Anyways, here’s my pick of the most interesting stuff (and a bit of random junk). I saved a pewter gargoyle & bird skull bracelet, a wizard brooch, a Zippo lighter, a small amount of scrap silver and a tiny bit of gold. That skull ring is a little intense, I’m wondering if it’s a biker thing. It’s silver plated and marked “G&S RP 87.” Based on my acid test I think that bird skull bracelet (?) at top right is unmarked solid silver. It looks pretty well made, and the eyes are some kind of milky-coloured stone. I’m going to have to do some research on that one before doing anything with it. 

Here’s some jewelry I found at a one-off in Hampstead. The little necklace in the middle was tangled up pretty bad but was silver & made by Tiffany. I think it ended up selling for a couple hundred bucks. The rest of this stuff was silver as well, if I recall correctly.

This was the only interesting piece of jewelry found at another spot. Can anyone make out this signature?

I found another small jewelry haul in NDG, along with some other quality junk though nothing exciting enough to post here. The bracelet was silver, and the lone cufflink was 18k gold. The latter was hefty enough that it alone was worth around 250$ for its weight. I was thinking the pearl earrings were gold too, but they were not. 

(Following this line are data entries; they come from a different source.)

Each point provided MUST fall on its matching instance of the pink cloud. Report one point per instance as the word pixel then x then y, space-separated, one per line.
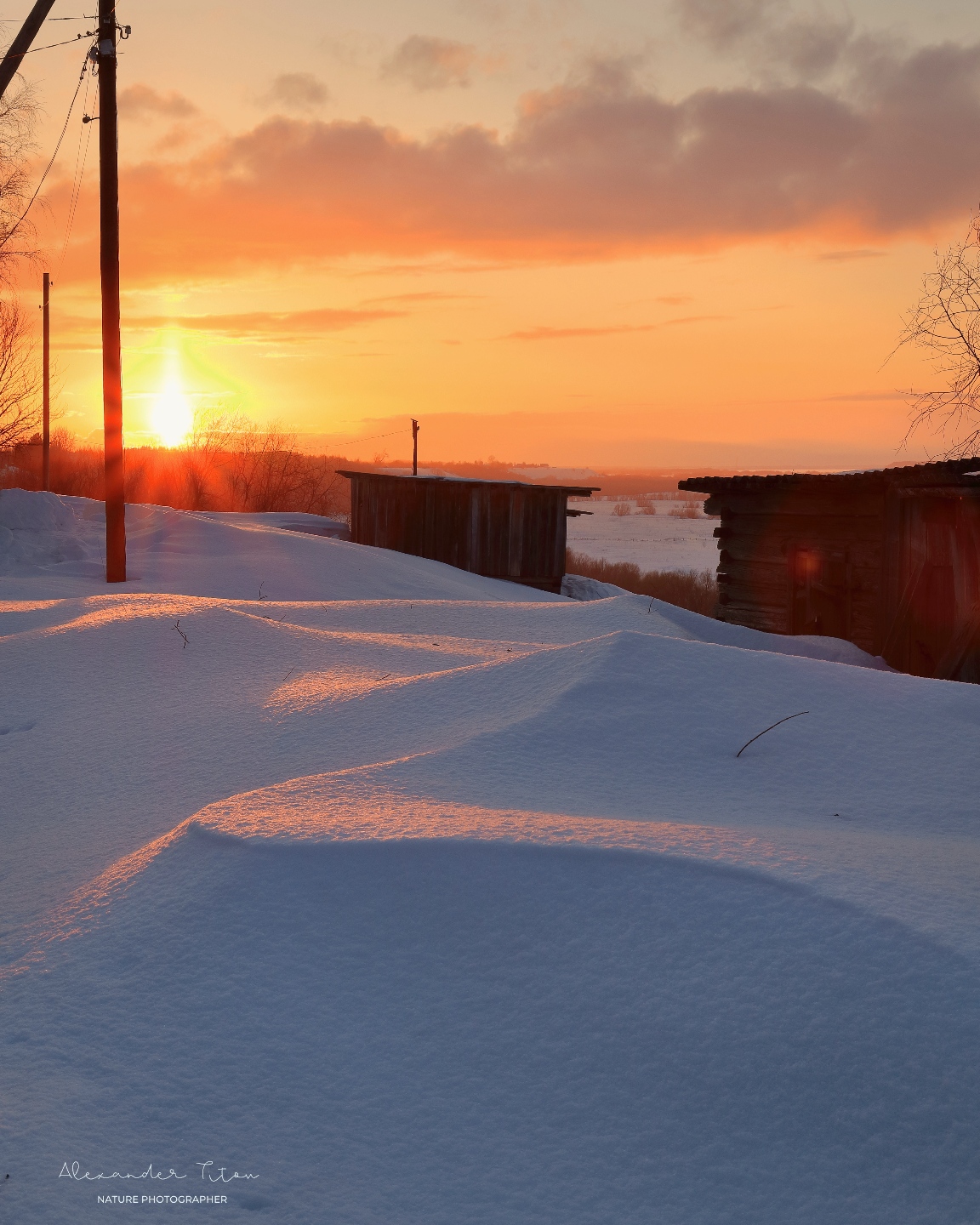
pixel 592 169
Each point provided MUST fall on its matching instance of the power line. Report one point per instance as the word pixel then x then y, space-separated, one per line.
pixel 14 230
pixel 88 33
pixel 77 183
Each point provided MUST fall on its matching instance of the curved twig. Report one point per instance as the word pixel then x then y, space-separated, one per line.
pixel 770 729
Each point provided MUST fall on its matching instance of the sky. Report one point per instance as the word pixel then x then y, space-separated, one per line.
pixel 575 233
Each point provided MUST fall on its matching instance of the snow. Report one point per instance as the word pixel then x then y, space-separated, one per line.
pixel 652 542
pixel 459 907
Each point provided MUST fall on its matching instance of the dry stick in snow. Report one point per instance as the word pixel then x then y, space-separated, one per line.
pixel 770 729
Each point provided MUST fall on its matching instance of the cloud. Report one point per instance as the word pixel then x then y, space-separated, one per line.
pixel 567 333
pixel 723 22
pixel 297 91
pixel 431 63
pixel 846 256
pixel 142 102
pixel 262 323
pixel 767 35
pixel 564 333
pixel 595 169
pixel 251 325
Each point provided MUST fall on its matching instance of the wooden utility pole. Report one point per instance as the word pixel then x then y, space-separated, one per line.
pixel 46 451
pixel 111 350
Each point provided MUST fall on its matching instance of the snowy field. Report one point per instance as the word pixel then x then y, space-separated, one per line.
pixel 652 542
pixel 417 897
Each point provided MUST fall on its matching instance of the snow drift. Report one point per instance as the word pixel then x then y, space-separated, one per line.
pixel 464 907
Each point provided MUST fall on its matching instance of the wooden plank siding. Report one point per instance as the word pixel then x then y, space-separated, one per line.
pixel 890 560
pixel 501 529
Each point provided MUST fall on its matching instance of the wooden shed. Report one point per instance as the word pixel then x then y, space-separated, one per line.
pixel 890 560
pixel 498 528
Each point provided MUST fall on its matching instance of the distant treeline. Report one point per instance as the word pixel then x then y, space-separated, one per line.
pixel 695 590
pixel 242 470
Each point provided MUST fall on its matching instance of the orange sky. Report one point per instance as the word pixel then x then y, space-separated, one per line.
pixel 568 233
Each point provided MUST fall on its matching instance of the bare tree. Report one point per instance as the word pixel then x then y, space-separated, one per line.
pixel 946 323
pixel 20 402
pixel 17 122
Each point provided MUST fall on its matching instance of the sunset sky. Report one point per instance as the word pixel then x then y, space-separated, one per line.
pixel 575 231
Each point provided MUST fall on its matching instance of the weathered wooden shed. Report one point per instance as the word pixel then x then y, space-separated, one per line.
pixel 890 560
pixel 499 528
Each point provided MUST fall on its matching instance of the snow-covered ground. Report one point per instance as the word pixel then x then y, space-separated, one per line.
pixel 652 542
pixel 420 897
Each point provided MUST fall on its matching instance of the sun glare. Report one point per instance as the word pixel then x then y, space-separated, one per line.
pixel 172 417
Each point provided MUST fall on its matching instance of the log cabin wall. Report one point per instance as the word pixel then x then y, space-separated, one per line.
pixel 501 529
pixel 888 560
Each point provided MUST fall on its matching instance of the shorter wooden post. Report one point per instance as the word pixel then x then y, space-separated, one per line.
pixel 46 451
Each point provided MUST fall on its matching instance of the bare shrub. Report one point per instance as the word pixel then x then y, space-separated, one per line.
pixel 20 383
pixel 946 323
pixel 695 590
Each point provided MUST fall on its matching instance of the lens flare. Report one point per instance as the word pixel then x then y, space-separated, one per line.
pixel 173 417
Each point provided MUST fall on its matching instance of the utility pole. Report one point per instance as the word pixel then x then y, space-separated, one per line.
pixel 46 451
pixel 111 350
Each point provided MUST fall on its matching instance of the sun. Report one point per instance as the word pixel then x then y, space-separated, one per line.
pixel 172 417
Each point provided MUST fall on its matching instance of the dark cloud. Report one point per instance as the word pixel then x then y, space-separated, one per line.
pixel 297 91
pixel 431 63
pixel 595 169
pixel 723 22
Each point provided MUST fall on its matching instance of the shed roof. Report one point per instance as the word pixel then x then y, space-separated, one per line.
pixel 587 490
pixel 947 472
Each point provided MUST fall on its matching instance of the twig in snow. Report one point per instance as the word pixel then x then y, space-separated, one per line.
pixel 770 729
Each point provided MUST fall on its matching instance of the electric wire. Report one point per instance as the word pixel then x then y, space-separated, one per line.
pixel 81 158
pixel 373 436
pixel 88 33
pixel 16 225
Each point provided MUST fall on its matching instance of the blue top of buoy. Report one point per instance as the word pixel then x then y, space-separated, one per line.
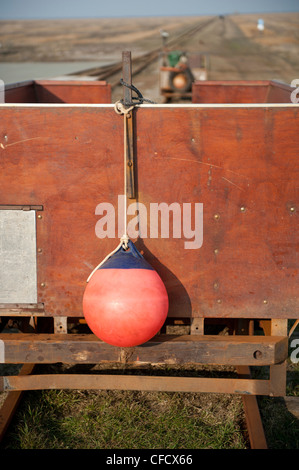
pixel 126 259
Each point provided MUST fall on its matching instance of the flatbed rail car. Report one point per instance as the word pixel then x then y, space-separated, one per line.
pixel 60 160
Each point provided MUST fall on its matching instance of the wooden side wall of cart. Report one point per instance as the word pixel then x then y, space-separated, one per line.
pixel 60 160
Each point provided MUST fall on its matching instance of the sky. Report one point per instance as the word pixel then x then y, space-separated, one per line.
pixel 42 9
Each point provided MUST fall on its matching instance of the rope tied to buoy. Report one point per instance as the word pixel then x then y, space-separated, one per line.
pixel 124 109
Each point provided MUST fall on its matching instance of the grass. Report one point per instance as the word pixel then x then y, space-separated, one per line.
pixel 60 419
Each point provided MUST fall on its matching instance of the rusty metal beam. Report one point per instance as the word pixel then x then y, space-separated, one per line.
pixel 11 402
pixel 254 423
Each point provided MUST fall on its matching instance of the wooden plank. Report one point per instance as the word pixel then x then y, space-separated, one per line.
pixel 246 266
pixel 22 92
pixel 230 91
pixel 11 402
pixel 144 383
pixel 164 349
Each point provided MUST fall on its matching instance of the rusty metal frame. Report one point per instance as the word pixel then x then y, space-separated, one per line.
pixel 167 349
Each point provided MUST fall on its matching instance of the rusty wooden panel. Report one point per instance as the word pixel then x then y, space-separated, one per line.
pixel 240 163
pixel 163 349
pixel 75 91
pixel 230 91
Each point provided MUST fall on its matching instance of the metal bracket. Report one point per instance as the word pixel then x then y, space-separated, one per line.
pixel 127 77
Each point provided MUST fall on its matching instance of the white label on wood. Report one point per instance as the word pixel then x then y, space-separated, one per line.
pixel 18 278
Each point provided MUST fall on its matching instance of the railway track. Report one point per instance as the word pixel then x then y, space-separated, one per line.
pixel 111 72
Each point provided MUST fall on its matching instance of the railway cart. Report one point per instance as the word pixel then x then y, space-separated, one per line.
pixel 234 266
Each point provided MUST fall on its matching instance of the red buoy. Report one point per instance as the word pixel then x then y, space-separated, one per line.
pixel 125 302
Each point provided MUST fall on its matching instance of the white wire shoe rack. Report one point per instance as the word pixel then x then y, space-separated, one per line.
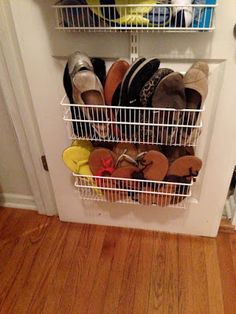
pixel 159 126
pixel 164 16
pixel 133 191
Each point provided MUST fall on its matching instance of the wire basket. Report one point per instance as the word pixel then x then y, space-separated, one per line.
pixel 133 191
pixel 135 17
pixel 160 126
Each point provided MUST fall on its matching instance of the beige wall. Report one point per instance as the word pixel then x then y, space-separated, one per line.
pixel 13 178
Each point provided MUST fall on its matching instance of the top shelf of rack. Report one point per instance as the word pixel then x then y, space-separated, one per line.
pixel 150 17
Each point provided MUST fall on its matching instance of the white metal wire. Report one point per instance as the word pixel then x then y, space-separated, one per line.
pixel 132 191
pixel 162 126
pixel 135 17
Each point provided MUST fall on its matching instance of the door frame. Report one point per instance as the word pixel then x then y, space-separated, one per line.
pixel 18 101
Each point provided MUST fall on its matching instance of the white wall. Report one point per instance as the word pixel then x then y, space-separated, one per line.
pixel 14 185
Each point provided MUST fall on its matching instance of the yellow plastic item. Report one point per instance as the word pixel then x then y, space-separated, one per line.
pixel 129 15
pixel 76 159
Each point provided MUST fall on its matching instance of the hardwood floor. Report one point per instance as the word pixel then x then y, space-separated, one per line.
pixel 51 267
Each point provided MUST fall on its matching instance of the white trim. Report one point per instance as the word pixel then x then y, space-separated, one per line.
pixel 12 200
pixel 18 100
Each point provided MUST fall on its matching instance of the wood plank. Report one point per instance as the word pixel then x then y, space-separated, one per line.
pixel 199 276
pixel 215 297
pixel 144 273
pixel 83 271
pixel 113 291
pixel 29 291
pixel 127 292
pixel 185 267
pixel 100 285
pixel 157 281
pixel 171 278
pixel 227 272
pixel 233 251
pixel 51 267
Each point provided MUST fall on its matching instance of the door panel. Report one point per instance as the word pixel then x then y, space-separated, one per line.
pixel 44 52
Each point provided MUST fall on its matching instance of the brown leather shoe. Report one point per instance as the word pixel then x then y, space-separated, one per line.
pixel 114 78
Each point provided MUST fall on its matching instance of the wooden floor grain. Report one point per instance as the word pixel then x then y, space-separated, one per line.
pixel 47 266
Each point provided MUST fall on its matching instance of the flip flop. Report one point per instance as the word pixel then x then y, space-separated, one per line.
pixel 174 152
pixel 196 90
pixel 126 173
pixel 169 93
pixel 123 101
pixel 124 115
pixel 99 68
pixel 187 167
pixel 102 162
pixel 182 16
pixel 78 61
pixel 88 90
pixel 149 87
pixel 154 165
pixel 114 78
pixel 76 157
pixel 126 154
pixel 139 78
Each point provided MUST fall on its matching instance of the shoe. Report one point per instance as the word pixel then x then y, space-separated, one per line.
pixel 99 68
pixel 125 115
pixel 88 90
pixel 196 90
pixel 126 154
pixel 102 162
pixel 174 152
pixel 154 165
pixel 149 87
pixel 124 100
pixel 114 78
pixel 76 157
pixel 139 78
pixel 170 92
pixel 78 61
pixel 182 16
pixel 186 167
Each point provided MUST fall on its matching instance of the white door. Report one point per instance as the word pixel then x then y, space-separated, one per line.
pixel 44 50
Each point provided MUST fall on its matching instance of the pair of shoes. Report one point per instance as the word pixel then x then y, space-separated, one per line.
pixel 196 90
pixel 87 91
pixel 165 89
pixel 135 78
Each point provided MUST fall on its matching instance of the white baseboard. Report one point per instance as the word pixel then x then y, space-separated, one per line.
pixel 17 201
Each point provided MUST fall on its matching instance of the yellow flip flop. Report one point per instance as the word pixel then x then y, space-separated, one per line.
pixel 76 159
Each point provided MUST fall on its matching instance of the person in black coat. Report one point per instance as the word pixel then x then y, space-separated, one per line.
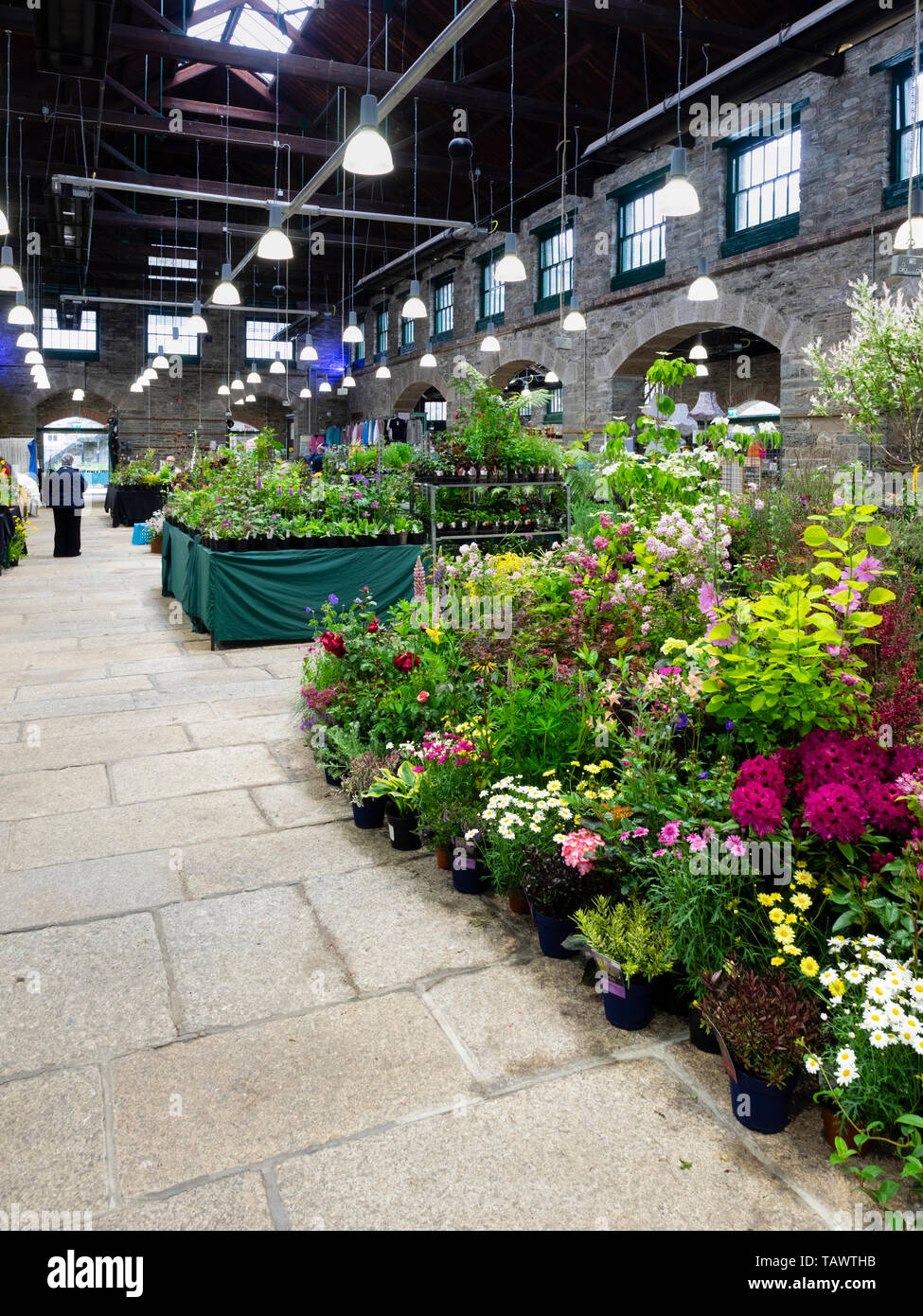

Here’s some stuff from a Westmout one-hit-wonder. There was lots of relatively high-end touristy stuff here, a lot of which went straight to the auction. I took pictures of the smaller stuff, like that little stone dish (made in Kenya), and those little ceramic tiles (made in Mexico). 

They also tossed a nice collection of pens. The nicest: a Sheaffer fountain with an 18k gold nib (gold cap near middle), a Cross fountain which I can’t find right now, and a matching Pelikan fountain & ballpoint. Most of the rest were medical swag, so I’m guessing the previous owner was a doctor. I didn’t know thalidomide was still around… the more you know.

Finally, some pens from a particular successful run (at least when it came to finding pens) in NDG. One spot offered two of the same Parker “cisele” sterling silver ballpoints, which are always an easy sale (though I may keep one), while another spot gave me a set of Sheaffers, a nice green Parker fountain, and a very striking gold-tone Parker with a 14k nib. I still have all these, I have to figure out the model name and all that if I want to get the best price.

Anyways, that’s all for now. Hopefully it won’t be another two months before I can get my brain in gear again.